RECOVERING FROM DISASTER: Turkey is grappling with a difficult recovery from February’s 7.8 magnitude earthquake, the deadliest quake in the country’s modern history. It destroyed or damaged more than 300,000 buildings. Hundreds of thousands of residents are sheltering in temporary accommodation like tents. Some 658,000 people were left jobless, according to the International Labor Organization.
The World Bank estimates that the earthquake caused $34.2 billion in “direct damages” — an amount equivalent to 4% of Turkey’s 2021 gross domestic product. The recovery and reconstruction costs could add up to twice that much, the international financial institution said.
Erdogan’s government, meanwhile, has been accused of setting the stage for the devastation with lax building code enforcement. Some people left homeless or struggling to earn money also found the government’s earthquake response to be slow.
Despite the criticism, in the parliamentary election Erdogan’s alliance won 10 out 11 provinces in areas affected by the quake, signaling that the president’s focus on rebuilding during the campaigning has paid off. Erdogan has pledged to construct 319,000 homes within the year and has attended a number of groundbreaking ceremonies, trying to persuade voters that only he can rebuild lives and businesses.
Kilicdaroglu says his government would give houses to quake victims for free instead of the 20-year repayment plan envisaged by Erdogan’s government.

REFUGEES NO LONGER SO WELCOME: Refugees, especially those fleeing civil war in neighboring Syria, were once greeted with open arms in Turkey, but anti-migration sentiment is on the rise amid the economic downturn. A shortage of housing and shelters in the quake-hit provinces has increased calls for Syrian refugees to go home.
The soft-mannered Kilicdaroglu had vowed to repatriate Syrians within two years, saying he would seek European Union funds to build homes, schools, hospitals and roads in Syria and encourage Turkish entrepreneurs to open factories and other businesses there.

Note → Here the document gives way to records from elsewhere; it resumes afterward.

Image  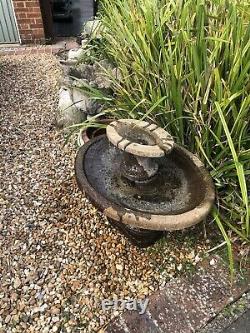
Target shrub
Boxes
[82,0,250,266]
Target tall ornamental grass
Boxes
[84,0,250,264]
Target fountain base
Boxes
[108,218,164,248]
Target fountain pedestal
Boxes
[75,119,214,246]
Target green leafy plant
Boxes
[78,0,250,268]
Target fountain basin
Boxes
[75,135,214,232]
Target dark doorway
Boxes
[52,0,94,37]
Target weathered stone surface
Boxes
[57,88,86,127]
[105,256,250,333]
[83,20,104,38]
[105,311,160,333]
[68,47,85,62]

In a bid to woo nationalist voters in the lead up to the runoff race, Kilicdaroglu hardened his tone, saying he would send refugees packing within a year of being elected. He has since also won the backing of an anti-migrant party.
Under mounting public pressure, Erdogan’s government has begun constructing thousands of brick homes in Turkish-controlled areas of northern Syria to encourage voluntary returns. On Thursday, Erdogan announced in a television interview that Qatar was funding a separate housing project that would help resettle up to a million Syrians.
His government is also seeking reconciliation with Syrian President Bashir Al Assad to ensure their safe return.
Erdogan said Thursday there are some 4 million refugees in Turkey, including around 3.4 million Syrians, but anti-migrant parties say the figure is closer to 13 million.

A MORE DEMOCRATIC TURKEY?: The coalition of six parties has declared a commitment to restore Turkey as a parliamentary democracy and to give citizens greater rights and freedoms should their alliance win the elections.
Erdogan succeeded in getting a presidential system of governance narrowly approved by referendum in 2017 and introduced in 2018. The new system abolished the office of the prime minister and concentrated a vast amount of powers in the hands of the president.
The alliance has outlined plans for a greater separation of powers, including an increased role for parliament and an independent judiciary.

WHAT ABOUT FOREIGN POLICY?: Under Erdogan, Turkey has, at times, become a difficult NAto ally, often pursuing its own agenda. It has cultivated close ties with Russian President Vladimir Putin and blocked the alliance’s expansion. However, it has also emerged as a key mediator between Russia and Ukraine, helping broker a crucial deal that allowed Ukrainian grain shipments and alleviate a food crisis.
The opposition alliance has signaled it would pursue a more Western-oriented foreign policy and seek to rebuild ties with the United States, the European Union and Nato allies.